それぞれの地方が、豊かな自然や資源を最大限活用できるようになれば、持続可能な地域経済の実現が近づくだろう。さらに地方が持つ資源を融通し合う仕組みができれば、これまで以上に住みやすい環境を実現できるはずだ。だからこそ、さまざまな地域・企業・団体が、地域循環共生圏に注目しているのだ。

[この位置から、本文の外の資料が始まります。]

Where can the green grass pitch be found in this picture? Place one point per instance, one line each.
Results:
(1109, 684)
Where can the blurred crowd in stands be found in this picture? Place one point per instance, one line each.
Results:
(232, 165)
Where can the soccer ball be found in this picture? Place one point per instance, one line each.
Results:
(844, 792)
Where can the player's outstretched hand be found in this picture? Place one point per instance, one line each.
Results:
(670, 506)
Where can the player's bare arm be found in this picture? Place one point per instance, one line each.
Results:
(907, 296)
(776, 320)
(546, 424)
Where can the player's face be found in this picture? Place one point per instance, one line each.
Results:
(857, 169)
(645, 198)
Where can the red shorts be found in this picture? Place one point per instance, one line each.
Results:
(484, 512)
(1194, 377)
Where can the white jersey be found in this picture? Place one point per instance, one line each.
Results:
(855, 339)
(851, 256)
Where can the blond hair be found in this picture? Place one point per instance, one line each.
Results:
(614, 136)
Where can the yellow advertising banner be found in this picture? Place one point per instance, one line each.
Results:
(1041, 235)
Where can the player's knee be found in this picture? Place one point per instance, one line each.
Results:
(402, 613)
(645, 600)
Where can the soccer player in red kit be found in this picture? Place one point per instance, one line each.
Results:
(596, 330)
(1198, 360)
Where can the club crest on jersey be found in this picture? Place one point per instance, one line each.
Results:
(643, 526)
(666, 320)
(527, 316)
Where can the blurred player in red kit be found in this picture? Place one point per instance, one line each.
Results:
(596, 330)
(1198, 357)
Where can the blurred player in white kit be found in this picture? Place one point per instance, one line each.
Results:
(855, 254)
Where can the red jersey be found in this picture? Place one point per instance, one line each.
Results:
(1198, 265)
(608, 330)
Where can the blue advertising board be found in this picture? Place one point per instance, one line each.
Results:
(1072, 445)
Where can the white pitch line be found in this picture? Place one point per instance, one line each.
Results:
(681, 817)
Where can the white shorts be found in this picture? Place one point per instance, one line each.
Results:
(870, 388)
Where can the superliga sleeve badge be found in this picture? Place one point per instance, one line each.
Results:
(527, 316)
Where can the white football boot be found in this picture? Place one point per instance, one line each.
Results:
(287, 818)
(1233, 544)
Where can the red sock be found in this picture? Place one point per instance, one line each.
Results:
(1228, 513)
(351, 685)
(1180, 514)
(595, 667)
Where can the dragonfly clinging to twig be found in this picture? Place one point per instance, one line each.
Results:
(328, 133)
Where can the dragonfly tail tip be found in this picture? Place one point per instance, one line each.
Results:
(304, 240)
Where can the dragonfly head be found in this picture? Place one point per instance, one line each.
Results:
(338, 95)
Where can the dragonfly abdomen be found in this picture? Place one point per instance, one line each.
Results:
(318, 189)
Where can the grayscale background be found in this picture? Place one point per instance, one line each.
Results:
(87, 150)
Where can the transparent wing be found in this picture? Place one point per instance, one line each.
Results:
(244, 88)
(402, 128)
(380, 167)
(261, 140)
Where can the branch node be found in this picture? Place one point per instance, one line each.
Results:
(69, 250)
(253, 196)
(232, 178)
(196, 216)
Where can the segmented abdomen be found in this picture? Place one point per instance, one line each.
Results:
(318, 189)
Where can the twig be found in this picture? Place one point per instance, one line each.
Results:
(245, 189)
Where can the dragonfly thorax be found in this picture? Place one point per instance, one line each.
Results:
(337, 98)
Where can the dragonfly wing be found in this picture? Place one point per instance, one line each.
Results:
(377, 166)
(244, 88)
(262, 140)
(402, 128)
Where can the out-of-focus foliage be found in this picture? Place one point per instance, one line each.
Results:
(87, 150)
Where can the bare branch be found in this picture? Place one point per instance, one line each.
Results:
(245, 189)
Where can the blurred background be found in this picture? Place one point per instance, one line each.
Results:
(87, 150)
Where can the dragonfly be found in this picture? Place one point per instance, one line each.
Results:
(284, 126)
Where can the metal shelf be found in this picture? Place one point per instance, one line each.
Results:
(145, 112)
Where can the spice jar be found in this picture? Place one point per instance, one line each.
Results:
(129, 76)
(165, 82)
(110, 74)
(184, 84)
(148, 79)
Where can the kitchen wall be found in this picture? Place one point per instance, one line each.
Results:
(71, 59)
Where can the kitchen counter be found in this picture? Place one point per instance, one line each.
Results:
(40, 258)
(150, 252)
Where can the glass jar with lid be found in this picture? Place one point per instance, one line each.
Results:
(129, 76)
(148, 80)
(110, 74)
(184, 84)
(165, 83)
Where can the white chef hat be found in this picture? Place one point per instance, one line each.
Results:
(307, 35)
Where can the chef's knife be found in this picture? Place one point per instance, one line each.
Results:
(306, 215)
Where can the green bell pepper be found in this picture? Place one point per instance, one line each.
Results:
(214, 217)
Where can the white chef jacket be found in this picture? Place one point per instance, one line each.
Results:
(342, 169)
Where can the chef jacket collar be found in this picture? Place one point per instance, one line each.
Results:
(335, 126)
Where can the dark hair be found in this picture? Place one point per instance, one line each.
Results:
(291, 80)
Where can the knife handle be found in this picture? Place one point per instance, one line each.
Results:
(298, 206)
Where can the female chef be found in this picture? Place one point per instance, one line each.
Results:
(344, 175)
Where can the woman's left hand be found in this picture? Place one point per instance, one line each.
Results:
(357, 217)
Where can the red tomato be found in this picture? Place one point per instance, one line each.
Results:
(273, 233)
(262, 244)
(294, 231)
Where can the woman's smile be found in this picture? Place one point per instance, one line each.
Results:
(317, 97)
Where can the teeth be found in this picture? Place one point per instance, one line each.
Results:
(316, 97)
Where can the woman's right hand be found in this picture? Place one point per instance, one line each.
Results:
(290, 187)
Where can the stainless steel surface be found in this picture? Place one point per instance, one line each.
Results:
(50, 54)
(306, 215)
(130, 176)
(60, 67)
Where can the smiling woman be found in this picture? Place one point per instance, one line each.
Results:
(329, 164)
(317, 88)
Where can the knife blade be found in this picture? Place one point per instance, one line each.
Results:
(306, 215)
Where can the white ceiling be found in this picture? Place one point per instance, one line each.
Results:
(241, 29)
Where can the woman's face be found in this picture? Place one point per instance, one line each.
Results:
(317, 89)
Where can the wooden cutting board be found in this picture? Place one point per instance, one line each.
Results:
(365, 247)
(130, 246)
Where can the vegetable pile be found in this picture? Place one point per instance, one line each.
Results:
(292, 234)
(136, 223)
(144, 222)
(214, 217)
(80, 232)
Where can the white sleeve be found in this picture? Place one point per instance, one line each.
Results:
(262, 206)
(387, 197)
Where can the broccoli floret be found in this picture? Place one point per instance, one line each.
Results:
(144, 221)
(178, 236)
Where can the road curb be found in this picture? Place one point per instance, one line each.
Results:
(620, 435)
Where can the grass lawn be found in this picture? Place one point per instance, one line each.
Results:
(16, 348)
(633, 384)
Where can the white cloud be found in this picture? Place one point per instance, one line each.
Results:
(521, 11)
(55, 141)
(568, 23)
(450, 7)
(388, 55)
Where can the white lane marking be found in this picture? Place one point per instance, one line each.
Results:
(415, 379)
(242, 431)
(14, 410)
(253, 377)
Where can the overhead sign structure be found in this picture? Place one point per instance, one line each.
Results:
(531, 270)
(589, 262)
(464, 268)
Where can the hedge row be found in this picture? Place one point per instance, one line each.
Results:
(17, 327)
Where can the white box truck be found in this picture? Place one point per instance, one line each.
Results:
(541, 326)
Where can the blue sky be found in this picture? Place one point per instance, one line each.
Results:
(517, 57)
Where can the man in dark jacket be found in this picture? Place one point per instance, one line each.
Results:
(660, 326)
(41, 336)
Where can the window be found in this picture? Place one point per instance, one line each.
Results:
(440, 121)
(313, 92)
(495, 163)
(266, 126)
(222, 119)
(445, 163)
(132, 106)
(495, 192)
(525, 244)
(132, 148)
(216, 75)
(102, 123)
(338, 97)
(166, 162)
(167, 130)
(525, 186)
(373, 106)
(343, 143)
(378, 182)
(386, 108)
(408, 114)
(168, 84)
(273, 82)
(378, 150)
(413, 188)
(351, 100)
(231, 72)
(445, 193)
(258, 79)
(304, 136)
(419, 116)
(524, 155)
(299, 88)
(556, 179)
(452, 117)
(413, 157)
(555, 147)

また環境省では一部、経済産業省・国土交通省と連携し、「脱炭素イノベーションによる地域循環共生圏構築事業」を展開。地域の自立・分散型エネルギーシステム構築事業や温泉熱等利活用による経済好循環・地域活性化促進事業、地域の脱炭素交通モデル構築支援事業に対して、補助金が支給される。令和5年度までの予定だ。(※3)

地域循環共生圏の取り組みとは? 3つの具体的事例

地域循環共生圏の取り組みには具体的にどんなものが挙げられるのだろうか。3つの事例を紹介しよう。

地域ぐるみの「森林」活用/岡山県真庭市

市内面積の79.2%が、森林である真庭市。「美作材(みまさかざい)」の産地として知られ、林業や木材業が主な産業だ。2015年4月から、間伐材や製材後の端材を燃料とした「真庭バイオマス発電所」をスタート。発電所は2万2千世帯分の電力を発電できる能力を有する。これは真庭市の全世帯の電力をまかなえる規模であり、産業とエネルギーの地域循環が進められている。(※4)

再生可能エネルギーの供給・循環/岩手県北地域

岩手県北部に位置する久慈市、二戸市、葛巻町、普代村、軽米町、野田村、九戸村、洋野町、一戸町は、2020年2月に「北岩手循環共生圏」を結成した。地域内でのさまざまな連携を目指している。

地域内は、豊かな自然を活用した多様な再生可能エネルギーに恵まれている。2019年2月には、横浜市と「再生可能エネルギーに関する連携協定」を締結。大都市圏との間で経済資源の循環を目指す。(※5)

エコタウンから資源循環へ/福岡県北九州市

日本を代表する工業都市として発展を遂げた北九州市。1997年に、国内初のリサイクル拠点となる「北九州エコタウン」を創設した。現在においても日本最大級の規模である。

エコタウンには、2018年3月末時点で、26社のリサイクル企業が集まっている。また環境学習や実証研究の拠点としても機能しており、最終的に廃棄物をゼロにするための資源循環に向けた仕組みを形成している。(※6)

地域循環共生圏の実現で地域課題の解決へ

SDGs達成や脱炭素化社会の実現のための取り組みとして、いま注目される地域循環共生圏。我々の身近でも、すでに具体的な取り組みがスタートしている。

地域循環共生圏の目的は、それぞれの地域が持つ自然や資源を有効活用し、地域同士が協力し合うシステムを生み出すことである。何を活かしていくのかは、地域ごとの特色が表れるだろう。各地域で具体的にどういった取り組みが行われているのか、ぜひ注目してみてほしい。

※掲載している情報は、2022年4月21日時点のものです。